Fixing the problem will probably demand manual, line by line inspection of source programs to identify truncated years and other forms of inadequate date handling. All this requires expert knowledge of the software, is time consuming, and not amenable to automation.6 The work itself has considerable potential to introduce a new wave of software defects,6 and managing projects to carry out the necessary work may cost more than the work itself.4 Finding source programs may prove impossible for some clinical information systems, and these may have to be abandoned.

Although estimating the size of the problem for clinical information systems is virtually impossible, at least 25,000 individual systems of at least 500 different types are probably routinely used in Britain. Any system written in a third generation language - and there are many - is highly suspect, while those written in database management systems are less suspect but still need to be cleared. Assurance of correct date handling is especially important when patient safety might be compromised3 or large financial losses are possible - for example, in contract datasets.
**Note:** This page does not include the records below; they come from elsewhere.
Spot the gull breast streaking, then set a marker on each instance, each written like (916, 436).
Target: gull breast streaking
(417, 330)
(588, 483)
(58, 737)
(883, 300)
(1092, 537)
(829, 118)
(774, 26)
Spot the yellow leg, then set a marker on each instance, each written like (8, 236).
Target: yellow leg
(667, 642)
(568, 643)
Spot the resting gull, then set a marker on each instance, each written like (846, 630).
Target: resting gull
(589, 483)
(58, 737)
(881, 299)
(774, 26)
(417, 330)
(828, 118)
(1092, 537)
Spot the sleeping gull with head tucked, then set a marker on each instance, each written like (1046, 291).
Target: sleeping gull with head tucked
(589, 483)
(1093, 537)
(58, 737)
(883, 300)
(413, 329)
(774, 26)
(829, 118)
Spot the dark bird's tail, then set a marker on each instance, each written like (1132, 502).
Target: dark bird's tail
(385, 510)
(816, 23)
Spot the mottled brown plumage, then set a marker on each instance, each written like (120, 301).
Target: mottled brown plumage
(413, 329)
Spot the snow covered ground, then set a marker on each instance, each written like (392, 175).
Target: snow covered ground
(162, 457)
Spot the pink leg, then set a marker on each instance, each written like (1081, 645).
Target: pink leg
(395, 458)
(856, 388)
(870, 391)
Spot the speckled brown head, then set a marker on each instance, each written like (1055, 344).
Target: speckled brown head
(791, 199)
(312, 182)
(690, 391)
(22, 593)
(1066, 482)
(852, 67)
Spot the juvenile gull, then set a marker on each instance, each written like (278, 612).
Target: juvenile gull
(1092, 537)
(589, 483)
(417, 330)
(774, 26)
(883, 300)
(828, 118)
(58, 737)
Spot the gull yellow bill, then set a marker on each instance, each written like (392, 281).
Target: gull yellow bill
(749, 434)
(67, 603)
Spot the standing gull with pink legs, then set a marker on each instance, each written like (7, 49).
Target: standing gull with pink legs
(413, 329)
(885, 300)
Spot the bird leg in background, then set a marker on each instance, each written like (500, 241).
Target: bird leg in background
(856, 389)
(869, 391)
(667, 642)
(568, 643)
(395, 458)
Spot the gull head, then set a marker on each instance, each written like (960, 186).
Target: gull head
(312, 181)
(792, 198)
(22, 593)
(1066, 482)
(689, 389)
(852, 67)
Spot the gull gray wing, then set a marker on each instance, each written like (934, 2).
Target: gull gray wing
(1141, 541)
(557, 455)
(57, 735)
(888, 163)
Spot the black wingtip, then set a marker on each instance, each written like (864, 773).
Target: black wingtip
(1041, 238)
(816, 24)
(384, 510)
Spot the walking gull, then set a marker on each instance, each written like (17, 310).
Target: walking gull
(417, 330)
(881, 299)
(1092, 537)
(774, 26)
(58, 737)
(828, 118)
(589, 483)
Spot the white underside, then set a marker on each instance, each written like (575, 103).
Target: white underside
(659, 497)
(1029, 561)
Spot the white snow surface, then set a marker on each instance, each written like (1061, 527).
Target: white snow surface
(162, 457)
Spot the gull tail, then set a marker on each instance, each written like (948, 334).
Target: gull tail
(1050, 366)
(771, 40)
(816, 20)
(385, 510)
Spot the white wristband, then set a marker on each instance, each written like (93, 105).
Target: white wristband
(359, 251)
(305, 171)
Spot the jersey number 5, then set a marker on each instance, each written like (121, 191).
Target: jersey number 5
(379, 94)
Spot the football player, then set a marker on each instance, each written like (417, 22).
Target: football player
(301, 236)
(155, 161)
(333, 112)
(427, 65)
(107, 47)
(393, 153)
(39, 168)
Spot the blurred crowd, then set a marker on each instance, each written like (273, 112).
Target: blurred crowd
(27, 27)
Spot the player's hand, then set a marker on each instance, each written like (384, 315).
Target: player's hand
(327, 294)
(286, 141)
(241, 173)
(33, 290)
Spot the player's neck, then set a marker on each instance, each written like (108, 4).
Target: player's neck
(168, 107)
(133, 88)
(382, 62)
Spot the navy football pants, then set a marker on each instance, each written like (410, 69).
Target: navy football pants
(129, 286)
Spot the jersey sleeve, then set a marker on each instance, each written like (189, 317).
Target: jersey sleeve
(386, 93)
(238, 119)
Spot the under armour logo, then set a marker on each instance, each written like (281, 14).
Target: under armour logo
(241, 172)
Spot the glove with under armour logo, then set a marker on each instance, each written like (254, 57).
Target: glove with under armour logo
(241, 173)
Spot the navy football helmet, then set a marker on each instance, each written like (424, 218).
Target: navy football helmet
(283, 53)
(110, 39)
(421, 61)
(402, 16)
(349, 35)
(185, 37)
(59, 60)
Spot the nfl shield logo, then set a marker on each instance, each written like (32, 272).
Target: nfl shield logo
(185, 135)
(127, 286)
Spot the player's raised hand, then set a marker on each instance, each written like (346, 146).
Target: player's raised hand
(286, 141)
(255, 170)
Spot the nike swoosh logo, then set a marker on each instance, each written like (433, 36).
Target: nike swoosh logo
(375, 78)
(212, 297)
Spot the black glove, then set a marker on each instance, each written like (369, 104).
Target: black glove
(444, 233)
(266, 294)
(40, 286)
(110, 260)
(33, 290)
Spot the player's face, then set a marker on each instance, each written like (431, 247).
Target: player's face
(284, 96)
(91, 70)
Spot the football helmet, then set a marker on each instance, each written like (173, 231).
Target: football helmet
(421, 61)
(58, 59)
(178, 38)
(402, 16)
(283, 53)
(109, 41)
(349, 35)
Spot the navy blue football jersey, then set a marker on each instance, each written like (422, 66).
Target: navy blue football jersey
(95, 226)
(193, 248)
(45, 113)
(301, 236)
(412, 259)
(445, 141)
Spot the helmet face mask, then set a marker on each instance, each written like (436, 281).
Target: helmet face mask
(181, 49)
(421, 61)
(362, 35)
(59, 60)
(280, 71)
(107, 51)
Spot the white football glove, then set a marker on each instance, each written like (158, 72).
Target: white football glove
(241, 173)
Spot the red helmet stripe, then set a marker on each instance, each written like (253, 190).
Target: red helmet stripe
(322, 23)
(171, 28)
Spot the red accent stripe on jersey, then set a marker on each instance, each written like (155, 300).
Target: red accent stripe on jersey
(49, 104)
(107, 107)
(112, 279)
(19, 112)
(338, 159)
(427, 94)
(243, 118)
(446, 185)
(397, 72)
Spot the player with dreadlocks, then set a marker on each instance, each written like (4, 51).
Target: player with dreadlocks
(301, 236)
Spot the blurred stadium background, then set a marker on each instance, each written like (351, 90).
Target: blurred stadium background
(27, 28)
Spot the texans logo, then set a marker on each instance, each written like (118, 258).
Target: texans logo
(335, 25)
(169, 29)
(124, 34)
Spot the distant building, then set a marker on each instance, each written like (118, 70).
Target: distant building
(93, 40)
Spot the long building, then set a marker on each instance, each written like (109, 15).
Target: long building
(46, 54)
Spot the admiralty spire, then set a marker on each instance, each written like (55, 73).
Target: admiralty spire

Unhappily, there are no benefits to the expense of meeting the millennium other than maintaining continuity of operation and ensuring patient safety. It is, however, work which must be done, and done soon.

M F Smith

Department of General Practice and Primary Care,
St Bartholomew's and the Royal London Hospital's School of Medicine and Dentistry,
London EC1M 6BQ

References

1 Reeve S, Adams J, Davison J. Millennium meltdown. Sunday Times 1996; Jun 9:10.

2 Geppert L. Fresh dates are giving computers indigestion. IEEE Spectrum 1996; May:75.

3 Smith M F. Are clinical information systems safe? BMJ 1994;308:612.

4 Alexander S. Will client/server skip the millennium? Network News 1996; Jun 12:13.

5 Bloor R. Millennium mayhem. DBMS Magazine 1996; Jun:5.

6 McCabe T. Cyclomatic complexity and the year 2000. IEEE Software 1996; May:115-7.